We have extracted energies, distances, and rate constants describing aptamer folding by using force to study aptamer kinetics and equilibrium folding transitions. The adenine-induced stabilization of the closing aptamer helix, P1, was described and a quantitative energy landscape for riboswitch aptamer folding was created, dissecting the secondary and tertiary folding events of this RNA structure.
To learn more about this work see Greenleaf, et al. Science, 2008.

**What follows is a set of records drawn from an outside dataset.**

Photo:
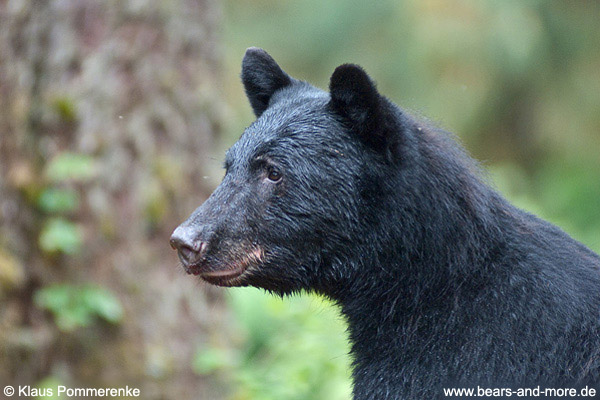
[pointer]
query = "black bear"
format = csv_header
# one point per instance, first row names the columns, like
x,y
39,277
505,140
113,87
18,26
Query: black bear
x,y
443,283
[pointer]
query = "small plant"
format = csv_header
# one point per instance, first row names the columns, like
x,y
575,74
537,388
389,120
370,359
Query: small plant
x,y
77,306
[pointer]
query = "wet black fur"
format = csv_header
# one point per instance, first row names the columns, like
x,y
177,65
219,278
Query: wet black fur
x,y
441,280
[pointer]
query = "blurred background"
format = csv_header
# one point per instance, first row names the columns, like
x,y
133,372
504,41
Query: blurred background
x,y
114,118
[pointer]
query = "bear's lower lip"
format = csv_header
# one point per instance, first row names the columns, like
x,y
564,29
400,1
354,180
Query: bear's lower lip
x,y
216,277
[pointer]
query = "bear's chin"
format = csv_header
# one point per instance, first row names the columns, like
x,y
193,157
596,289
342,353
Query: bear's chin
x,y
224,277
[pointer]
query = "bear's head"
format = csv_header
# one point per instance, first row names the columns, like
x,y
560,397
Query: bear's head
x,y
302,187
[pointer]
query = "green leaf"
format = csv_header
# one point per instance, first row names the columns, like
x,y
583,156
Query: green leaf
x,y
71,166
54,200
77,306
211,359
60,235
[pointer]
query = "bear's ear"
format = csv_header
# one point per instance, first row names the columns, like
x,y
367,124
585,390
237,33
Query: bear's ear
x,y
261,77
355,98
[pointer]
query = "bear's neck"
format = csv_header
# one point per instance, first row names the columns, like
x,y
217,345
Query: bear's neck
x,y
412,272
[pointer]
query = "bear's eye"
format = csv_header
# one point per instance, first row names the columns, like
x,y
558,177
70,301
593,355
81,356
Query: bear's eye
x,y
273,174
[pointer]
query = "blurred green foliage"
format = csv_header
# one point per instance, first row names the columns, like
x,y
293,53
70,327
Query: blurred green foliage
x,y
292,348
55,200
77,306
60,235
70,167
519,82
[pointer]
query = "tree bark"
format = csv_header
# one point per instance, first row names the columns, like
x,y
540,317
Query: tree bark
x,y
132,87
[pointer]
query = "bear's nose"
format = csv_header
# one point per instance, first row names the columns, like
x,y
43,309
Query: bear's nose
x,y
190,251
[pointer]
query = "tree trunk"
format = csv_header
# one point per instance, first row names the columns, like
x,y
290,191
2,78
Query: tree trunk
x,y
108,111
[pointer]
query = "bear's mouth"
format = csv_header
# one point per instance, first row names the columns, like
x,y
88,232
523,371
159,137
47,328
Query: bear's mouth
x,y
221,277
226,274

Combined Optical Trapping and Fluorescence Resonance Energy Transfer
Our lab has recently developed new technologies which combine optical trapping with fluorescence (Lang et al., Nat. Methods 2004, Lang et al. J. Biology 2003), to extend the detection capabilities of the instrument. One such experiment examined the force required to separate short segments of double-stranded DNA. These measurements included the additional element of fluorescent reporting of the DNA unzipping: single fluorophores were attached to each of the two strands of DNA, and their fluorescence was monitored at the same time as force was applied to the DNA with the optical tweezers (figure on left, below). A typical measurement is shown below on the right. At first, the fluorescence (blue trace) is quenched because the fluorophores are close to each other. As we start to pull on the DNA, the force (red trace) increases until the DNA unzips; at this point, the two strands separate, and the fluorescence increases. This technique of combined optical trapping and single-molecule fluorescence should prove to be a powerful and quite general tool for studying single-molecule systems, because it allows us to pinpoint the location of structural changes and to determine the relative timing of events.

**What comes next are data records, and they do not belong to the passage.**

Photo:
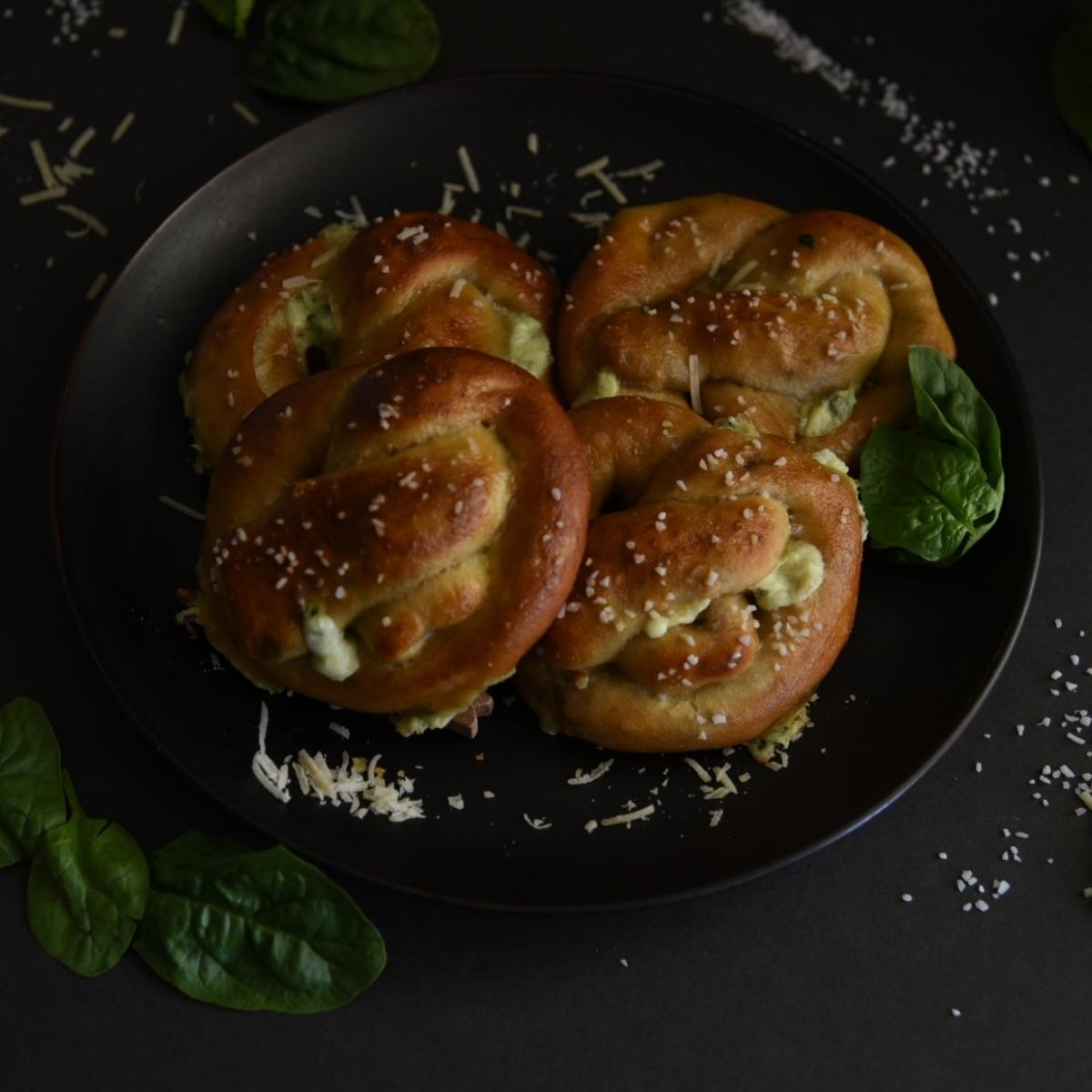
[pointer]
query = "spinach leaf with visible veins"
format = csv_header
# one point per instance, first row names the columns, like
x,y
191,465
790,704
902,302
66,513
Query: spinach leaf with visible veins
x,y
232,15
931,495
31,796
255,929
1071,76
86,891
336,50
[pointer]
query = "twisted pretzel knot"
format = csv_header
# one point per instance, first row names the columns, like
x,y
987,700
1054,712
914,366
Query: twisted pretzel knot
x,y
343,298
427,513
675,637
769,315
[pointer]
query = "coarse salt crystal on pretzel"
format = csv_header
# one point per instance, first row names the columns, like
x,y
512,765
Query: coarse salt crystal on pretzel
x,y
798,325
345,298
394,539
719,585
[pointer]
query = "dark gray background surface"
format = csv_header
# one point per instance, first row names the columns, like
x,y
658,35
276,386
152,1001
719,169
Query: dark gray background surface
x,y
817,976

The combination of single molecule fluorescence and optical tweezers in a hairpin unzipping experiment. The addition of the fluorescence signal allows us to better locate, both in space and time, a known structural event relative to an event observed with the optical tweezers (Figure from Lang et al. J. Biology 2003).
Another recent development is the ability to perform fluorescence resonance energy transfer (FRET) measurements concurrently with optical trapping. Our instrument utilizes a dual trap configuration with fluorescence illumination between the traps. In the example below, a DNA hairpin is held between the traps (left), with fluorescent labels at the base of the hairpin. The hairpin is closed under low force, and opens under high force, with a rip signal evident in the force-vs-extension curve (black). As the hairpin opens, the fluorescence signals change (red and green), and a drop in FRET occurs (blue), due to the sudden increase in extension. We hope to apply this technology to the study of nucleic acid structure, by observing internal structural changes of RNA due to externally applied forces.